Machine learning algorithms are increasingly being applied to the vast amount of genetic data that has been generated over recent decades. Scientists have now developed a method to identify the genes that encourage tumors to grow, by using computational tools to assess data from mouse models, cancer cell lines, and patients. Genes with causative and potentially causative roles were found for twenty kinds of tumors. The technique, which uses artificial intelligence to connect DNA mutations to functional changes, is available for free online and has been published in Scientific Reports. It may help advance personalized medicine or drug development.
"Our method can be used as a framework to predict and validate cancer-driver genes in any database or real population sample," said first study author Sara Althubaiti, a graduate student in the lab of research leader Robert Hoehndorf of KAUST's Computational Bioscience Research Center.
It has been laborious and time-consuming to find genes that play a role in the development of cancer. Tumor samples have to be gathered from patients and the genetic information from those cancer cells has to be sequenced, then compared to other samples from cancer patients and healthy individuals. The findings from these investigations are then typically studied in models like cell culture or rodents.
"Our method turns this approach on its head," said Althubaiti. "Essentially, our approach is knowledge-driven and we use tumor sequencing data as validation. This is unlike most approaches, which are data-driven combined with interpretation of the findings with respect to established knowledge."
The KAUST team is aiming to find new genes that are involved in cancer; such discoveries have been in decline in recent years. This work takes biological pathways and characteristics that are related to tumor growth into account. The algorithm is meant to recognize patterns in the functions of genes that make them more likely to drive tumor development. The researchers applied their tool to a publicly available database containing tumor variants, and showed that the algorithm was able to find genes that promote cancer and other likely candidates.

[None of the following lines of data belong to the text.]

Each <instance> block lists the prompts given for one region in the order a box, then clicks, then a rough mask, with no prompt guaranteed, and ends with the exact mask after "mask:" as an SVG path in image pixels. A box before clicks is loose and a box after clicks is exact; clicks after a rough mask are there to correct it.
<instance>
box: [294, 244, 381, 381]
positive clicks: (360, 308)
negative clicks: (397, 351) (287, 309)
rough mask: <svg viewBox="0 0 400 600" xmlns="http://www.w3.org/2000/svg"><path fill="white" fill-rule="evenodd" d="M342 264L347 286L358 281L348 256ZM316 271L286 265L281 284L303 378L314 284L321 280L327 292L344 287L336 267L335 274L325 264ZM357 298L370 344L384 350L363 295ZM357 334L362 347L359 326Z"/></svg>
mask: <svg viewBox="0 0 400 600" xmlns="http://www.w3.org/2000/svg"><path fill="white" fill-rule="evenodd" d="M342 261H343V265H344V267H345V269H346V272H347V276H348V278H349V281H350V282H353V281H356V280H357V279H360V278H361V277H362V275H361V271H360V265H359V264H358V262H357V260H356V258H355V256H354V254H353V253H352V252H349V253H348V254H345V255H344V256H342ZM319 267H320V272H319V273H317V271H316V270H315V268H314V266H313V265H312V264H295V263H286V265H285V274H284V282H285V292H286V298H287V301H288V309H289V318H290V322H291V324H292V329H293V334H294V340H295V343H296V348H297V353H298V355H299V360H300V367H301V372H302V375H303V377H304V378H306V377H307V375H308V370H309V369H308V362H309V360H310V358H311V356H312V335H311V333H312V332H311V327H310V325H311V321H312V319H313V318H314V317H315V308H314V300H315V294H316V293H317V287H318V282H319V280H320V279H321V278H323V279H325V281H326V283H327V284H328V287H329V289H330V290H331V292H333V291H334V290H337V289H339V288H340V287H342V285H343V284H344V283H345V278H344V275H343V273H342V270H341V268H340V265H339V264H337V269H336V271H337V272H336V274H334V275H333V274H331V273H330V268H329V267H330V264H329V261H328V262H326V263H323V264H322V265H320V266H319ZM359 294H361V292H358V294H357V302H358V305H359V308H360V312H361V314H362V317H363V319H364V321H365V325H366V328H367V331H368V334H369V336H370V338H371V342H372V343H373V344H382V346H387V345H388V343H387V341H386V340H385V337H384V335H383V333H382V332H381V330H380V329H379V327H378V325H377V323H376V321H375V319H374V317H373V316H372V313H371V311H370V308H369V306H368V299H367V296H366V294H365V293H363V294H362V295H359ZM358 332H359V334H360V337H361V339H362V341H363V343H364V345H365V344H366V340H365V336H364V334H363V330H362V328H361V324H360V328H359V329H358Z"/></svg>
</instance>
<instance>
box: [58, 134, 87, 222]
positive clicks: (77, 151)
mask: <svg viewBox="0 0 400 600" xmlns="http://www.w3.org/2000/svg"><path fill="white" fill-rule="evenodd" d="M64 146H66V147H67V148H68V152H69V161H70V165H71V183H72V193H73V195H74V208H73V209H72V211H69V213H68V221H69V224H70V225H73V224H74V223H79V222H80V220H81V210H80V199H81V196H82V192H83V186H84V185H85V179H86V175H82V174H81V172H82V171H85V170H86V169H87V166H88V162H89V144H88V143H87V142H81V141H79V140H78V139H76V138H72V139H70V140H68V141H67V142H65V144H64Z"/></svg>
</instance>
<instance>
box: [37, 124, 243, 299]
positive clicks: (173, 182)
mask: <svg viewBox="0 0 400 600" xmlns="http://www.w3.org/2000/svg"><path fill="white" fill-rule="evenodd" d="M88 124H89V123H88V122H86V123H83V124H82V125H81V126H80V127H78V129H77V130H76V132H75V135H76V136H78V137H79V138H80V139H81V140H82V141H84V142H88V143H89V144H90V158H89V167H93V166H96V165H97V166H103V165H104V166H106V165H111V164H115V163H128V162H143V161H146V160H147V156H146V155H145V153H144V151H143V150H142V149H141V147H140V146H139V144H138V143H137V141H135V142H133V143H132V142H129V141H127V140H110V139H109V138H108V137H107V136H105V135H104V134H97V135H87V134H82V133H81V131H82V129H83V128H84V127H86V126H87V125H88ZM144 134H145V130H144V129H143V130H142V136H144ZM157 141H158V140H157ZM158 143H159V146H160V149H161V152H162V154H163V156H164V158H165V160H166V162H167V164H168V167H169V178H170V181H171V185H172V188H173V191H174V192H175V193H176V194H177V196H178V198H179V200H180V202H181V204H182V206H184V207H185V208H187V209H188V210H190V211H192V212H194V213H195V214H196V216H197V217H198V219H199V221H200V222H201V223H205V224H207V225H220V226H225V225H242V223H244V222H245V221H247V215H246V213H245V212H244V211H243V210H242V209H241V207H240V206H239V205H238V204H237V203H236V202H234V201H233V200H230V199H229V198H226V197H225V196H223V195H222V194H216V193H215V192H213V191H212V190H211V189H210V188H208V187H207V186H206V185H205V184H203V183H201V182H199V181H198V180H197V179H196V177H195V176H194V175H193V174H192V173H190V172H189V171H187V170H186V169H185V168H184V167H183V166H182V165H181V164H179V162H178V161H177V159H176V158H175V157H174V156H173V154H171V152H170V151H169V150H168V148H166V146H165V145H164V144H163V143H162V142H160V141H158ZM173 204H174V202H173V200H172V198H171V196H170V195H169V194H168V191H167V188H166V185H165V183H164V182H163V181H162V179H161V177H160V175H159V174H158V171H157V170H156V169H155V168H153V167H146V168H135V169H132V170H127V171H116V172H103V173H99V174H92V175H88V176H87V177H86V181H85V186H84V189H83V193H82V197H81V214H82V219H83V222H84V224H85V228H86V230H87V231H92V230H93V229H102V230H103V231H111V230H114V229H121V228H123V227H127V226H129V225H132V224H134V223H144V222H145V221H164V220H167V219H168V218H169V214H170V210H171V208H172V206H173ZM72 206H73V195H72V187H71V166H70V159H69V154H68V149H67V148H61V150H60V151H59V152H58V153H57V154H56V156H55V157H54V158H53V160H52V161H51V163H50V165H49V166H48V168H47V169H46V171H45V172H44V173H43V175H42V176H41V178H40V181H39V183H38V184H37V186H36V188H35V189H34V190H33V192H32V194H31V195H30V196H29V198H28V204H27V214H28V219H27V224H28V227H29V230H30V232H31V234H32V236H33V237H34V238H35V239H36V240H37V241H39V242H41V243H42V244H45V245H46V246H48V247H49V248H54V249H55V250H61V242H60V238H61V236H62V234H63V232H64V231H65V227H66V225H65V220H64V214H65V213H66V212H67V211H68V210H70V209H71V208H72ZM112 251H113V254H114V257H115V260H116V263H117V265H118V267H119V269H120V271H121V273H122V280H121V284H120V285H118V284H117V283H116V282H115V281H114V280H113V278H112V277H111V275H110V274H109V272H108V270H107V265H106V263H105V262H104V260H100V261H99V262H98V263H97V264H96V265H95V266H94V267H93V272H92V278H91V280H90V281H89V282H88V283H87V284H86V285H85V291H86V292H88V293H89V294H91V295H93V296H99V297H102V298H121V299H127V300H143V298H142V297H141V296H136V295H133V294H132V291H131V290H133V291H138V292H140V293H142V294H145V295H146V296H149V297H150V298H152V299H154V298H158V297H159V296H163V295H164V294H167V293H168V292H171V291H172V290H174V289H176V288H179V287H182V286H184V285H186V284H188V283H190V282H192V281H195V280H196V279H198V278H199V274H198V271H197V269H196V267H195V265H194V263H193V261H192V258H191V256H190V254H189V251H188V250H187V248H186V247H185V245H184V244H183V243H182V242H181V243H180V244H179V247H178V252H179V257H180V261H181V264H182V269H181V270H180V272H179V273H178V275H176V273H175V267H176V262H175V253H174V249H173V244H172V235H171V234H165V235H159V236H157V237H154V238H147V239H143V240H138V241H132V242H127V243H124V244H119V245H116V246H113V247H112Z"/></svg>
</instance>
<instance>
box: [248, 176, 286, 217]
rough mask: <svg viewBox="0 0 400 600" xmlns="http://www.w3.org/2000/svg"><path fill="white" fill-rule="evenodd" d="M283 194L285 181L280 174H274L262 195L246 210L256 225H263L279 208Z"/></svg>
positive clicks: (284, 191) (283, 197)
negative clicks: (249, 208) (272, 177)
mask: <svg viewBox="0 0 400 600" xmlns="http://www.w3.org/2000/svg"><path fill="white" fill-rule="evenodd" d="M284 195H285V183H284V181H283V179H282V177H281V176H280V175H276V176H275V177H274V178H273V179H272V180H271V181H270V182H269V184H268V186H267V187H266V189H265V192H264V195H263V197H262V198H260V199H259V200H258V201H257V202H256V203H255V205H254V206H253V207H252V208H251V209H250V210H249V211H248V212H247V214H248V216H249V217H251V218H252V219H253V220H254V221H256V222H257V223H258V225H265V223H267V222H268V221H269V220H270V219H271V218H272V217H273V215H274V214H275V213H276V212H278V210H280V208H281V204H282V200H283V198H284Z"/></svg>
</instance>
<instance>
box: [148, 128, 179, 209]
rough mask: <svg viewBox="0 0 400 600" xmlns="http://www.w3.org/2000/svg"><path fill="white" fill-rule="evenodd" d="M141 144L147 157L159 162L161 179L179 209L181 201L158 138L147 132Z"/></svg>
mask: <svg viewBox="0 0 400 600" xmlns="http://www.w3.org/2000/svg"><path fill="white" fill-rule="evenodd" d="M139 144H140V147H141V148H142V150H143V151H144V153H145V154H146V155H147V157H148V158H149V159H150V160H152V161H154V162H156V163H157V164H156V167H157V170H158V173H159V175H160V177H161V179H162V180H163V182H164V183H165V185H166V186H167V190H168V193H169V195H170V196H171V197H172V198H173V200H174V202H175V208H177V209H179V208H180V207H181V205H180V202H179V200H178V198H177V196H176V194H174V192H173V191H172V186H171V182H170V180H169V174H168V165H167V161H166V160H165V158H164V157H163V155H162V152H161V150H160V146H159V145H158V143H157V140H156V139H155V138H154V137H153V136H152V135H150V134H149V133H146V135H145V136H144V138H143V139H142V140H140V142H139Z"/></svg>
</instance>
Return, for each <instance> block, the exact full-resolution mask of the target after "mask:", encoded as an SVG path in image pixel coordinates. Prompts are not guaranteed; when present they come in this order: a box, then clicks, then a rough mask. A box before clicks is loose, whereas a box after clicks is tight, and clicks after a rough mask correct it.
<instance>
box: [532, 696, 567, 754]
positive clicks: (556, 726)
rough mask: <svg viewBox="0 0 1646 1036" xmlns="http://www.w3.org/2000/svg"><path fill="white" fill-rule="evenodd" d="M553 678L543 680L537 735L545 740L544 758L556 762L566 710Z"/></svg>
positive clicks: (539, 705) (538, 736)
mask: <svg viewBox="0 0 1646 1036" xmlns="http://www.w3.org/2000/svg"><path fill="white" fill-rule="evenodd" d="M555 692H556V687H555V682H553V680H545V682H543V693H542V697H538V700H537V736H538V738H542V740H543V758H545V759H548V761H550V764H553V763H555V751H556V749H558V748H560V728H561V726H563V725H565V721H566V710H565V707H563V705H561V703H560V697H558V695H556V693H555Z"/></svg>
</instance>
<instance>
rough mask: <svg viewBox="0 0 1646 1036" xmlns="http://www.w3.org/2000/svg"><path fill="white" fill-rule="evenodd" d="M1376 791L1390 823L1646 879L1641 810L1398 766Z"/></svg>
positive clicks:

The scientists also used the algorithm to assess samples from people with a rare cancer, nasopharyngeal carcinoma, and individuals with colorectal cancer. The computational tool identified potential cancer-driving genes that were often mutated and had features in common with other cancer-causing genes.
"This work is a good example for scientific collaboration within Saudi Arabia," Hoehndorf said, "but it also demonstrates the need for multidisciplinary collaborations between computer scientists, clinical researchers and biologists."